И Богданов, и Челюкин время от времени как-то странно на неё смотрели. Богданов, если она замечала, делал вид, что ему нет дела. Челюкин же пошло шутил. Однажды, слезая с мотика, он случайно задел её грудь рукой. Дашка вскрикнула от неожиданности.

– Выставила свои среднерусские возвышенности, – будто обиженно упрекнул Челюкин.

Ночами Дашка вспоминала это прикосновение, в животе сладко саднило и млело. Дашка, мысленно разговаривая с Челюкиным, погружалась в негу, приятную и одновременно удушающую, которая не давала нормально выспаться, потому что вместо сна продолжались эти мучительные разговоры, во время которых она замечала, что с её внешностью что-то не так: задралась юбка, или порвались капроновые колготки, или она вовсе оказалась голой, и стыдно до слёз, потому что во сне это не просто тело, а вся она, со всеми её непристойными поступками и мыслями как на ладони.

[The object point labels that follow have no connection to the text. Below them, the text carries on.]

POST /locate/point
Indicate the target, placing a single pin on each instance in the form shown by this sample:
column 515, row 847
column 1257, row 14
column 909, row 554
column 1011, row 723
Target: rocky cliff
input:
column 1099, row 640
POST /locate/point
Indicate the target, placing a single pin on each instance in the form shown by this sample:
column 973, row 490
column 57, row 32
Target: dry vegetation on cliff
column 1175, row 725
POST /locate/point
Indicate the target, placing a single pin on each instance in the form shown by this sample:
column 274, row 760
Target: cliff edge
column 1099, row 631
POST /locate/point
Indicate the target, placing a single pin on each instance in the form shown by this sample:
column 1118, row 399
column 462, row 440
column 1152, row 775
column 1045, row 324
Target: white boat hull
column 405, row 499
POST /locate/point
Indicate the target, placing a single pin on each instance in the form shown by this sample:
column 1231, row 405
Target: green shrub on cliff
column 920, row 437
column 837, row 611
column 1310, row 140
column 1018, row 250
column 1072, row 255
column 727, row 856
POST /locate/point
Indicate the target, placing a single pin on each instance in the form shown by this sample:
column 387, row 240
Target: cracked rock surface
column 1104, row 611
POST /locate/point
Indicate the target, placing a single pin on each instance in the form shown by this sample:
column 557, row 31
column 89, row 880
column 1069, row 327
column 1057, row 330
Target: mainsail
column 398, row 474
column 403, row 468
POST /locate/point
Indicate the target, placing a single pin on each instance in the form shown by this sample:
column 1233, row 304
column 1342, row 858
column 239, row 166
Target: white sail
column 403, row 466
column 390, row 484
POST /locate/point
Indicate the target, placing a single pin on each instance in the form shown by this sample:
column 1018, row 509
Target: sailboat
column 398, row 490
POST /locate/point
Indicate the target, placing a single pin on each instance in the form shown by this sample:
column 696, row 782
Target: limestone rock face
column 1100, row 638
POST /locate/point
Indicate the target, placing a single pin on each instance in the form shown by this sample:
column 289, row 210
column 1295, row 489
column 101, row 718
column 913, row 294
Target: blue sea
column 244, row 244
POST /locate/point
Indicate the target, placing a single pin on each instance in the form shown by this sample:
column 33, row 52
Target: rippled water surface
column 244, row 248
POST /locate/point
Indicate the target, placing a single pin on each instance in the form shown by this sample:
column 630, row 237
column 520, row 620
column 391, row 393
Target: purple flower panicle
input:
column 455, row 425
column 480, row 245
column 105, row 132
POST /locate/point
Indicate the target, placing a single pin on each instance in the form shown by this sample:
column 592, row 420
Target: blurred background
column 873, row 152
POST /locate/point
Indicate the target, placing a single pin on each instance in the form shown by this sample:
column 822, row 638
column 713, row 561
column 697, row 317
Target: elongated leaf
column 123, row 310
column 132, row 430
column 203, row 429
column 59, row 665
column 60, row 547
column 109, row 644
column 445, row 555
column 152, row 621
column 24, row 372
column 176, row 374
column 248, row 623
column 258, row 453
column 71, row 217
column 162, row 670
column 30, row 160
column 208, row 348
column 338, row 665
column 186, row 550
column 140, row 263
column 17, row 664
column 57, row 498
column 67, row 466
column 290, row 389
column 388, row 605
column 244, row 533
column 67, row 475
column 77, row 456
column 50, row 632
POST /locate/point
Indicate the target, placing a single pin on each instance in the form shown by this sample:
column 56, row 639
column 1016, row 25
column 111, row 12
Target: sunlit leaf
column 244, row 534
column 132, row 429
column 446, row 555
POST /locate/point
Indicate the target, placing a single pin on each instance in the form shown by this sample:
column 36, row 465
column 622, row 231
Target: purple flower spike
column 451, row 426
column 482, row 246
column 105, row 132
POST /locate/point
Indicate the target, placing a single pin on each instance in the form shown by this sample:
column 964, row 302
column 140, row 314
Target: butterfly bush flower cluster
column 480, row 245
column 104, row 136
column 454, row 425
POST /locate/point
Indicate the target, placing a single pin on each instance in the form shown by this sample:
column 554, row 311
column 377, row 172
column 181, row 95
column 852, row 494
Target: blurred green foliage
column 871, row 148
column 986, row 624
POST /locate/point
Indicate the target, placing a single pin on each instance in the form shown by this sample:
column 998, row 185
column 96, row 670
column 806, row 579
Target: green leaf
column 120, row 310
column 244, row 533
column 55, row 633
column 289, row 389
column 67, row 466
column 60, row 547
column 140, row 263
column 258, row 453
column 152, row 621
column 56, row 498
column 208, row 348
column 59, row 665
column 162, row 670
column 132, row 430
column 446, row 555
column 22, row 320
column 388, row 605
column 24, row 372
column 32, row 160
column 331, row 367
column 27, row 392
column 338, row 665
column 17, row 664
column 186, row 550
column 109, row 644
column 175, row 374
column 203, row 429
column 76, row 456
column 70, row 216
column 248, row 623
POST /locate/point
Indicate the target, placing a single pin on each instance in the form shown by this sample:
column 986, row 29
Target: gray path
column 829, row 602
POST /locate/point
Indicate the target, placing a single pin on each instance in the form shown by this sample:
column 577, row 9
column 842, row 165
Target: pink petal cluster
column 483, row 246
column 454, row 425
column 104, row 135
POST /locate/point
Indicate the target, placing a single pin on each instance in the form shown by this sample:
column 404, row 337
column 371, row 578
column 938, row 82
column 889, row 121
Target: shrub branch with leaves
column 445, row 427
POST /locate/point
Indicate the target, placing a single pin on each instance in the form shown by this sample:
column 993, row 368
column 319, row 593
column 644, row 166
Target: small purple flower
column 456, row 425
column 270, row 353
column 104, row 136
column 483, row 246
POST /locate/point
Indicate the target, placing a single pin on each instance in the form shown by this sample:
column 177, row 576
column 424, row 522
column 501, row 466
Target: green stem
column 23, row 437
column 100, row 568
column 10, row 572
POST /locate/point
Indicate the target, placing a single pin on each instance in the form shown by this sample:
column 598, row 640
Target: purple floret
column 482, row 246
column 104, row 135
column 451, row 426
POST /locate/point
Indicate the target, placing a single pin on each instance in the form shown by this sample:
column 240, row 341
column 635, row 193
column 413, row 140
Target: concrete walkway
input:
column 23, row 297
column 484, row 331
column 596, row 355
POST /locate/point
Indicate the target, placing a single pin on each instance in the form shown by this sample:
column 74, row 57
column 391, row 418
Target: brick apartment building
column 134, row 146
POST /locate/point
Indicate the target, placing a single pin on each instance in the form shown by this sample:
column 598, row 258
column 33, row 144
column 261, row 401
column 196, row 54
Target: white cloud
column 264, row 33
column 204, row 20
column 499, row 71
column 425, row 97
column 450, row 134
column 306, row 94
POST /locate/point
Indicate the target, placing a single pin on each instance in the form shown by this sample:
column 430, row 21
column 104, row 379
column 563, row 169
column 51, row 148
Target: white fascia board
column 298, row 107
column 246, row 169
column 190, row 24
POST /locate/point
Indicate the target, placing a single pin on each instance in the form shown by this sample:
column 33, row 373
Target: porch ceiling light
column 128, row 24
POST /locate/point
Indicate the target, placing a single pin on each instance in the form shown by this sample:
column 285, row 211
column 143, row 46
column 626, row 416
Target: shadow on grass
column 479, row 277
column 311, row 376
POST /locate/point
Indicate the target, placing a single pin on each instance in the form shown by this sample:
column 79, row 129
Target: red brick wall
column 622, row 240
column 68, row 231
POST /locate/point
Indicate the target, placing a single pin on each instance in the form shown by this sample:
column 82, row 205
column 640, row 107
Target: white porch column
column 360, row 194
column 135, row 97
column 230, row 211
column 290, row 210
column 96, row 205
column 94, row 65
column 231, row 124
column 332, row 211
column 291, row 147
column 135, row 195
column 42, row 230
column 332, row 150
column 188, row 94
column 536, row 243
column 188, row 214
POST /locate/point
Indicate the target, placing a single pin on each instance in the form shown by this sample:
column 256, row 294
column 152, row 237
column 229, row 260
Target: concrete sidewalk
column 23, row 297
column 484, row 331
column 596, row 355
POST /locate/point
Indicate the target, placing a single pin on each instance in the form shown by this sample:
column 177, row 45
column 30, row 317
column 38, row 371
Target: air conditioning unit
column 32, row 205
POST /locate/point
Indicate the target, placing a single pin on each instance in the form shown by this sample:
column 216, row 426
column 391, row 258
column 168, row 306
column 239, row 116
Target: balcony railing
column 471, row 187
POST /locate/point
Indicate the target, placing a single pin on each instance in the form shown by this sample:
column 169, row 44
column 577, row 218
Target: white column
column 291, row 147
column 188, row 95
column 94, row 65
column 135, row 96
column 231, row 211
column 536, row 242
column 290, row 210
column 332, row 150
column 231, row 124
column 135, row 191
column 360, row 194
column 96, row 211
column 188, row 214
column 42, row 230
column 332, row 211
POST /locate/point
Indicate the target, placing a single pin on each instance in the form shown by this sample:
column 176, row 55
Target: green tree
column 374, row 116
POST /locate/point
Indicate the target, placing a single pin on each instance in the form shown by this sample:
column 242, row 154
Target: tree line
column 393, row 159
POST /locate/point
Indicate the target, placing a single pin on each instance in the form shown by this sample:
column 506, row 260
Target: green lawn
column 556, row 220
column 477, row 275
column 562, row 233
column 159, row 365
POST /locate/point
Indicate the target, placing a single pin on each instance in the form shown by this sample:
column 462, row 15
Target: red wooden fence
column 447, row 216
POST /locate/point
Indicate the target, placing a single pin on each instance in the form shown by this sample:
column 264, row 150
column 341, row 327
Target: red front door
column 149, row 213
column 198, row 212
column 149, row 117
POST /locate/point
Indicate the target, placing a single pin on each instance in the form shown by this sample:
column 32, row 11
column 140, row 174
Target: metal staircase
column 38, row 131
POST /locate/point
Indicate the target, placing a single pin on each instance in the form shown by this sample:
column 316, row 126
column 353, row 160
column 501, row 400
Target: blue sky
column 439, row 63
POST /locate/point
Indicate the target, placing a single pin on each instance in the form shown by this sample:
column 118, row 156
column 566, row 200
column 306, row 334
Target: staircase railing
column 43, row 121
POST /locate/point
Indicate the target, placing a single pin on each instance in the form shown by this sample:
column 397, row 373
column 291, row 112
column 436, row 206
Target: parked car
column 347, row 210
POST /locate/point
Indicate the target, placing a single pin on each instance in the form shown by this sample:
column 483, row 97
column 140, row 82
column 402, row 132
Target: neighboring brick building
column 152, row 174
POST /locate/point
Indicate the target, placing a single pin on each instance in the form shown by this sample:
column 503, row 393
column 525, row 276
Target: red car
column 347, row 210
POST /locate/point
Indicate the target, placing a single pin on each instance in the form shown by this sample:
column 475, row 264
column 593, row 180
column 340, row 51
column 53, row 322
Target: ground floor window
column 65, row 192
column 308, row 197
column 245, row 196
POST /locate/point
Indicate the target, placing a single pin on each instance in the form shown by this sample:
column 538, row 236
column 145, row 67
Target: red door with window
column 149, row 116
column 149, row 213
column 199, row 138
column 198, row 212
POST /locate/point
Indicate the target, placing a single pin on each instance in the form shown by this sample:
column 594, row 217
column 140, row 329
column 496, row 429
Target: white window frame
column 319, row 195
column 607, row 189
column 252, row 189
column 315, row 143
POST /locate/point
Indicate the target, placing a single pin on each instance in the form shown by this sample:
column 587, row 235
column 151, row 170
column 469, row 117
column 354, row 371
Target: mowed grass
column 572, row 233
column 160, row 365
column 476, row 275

Дашка думала о Челюкине постоянно. Больше всего ей нравилось представлять, как он целует её. Дальше фантазии не шли, хотя она примерно знала, что происходит во время секса. Но поцелуй оставался высшей из возможных радостей воображаемой любви.

Оказалось, что у Юльки и Челюкина была какая-то предыстория, про которую Юлька не рассказывала. Она и Челюкин сошлись буквально с первой встречи и вели себя так, будто уже давно пара. Вообще, они стоили друг друга: наглые, чернявые и острые на язык, они постоянно подначивали друг друга, каждую минуту затевая новый дурацкий спор.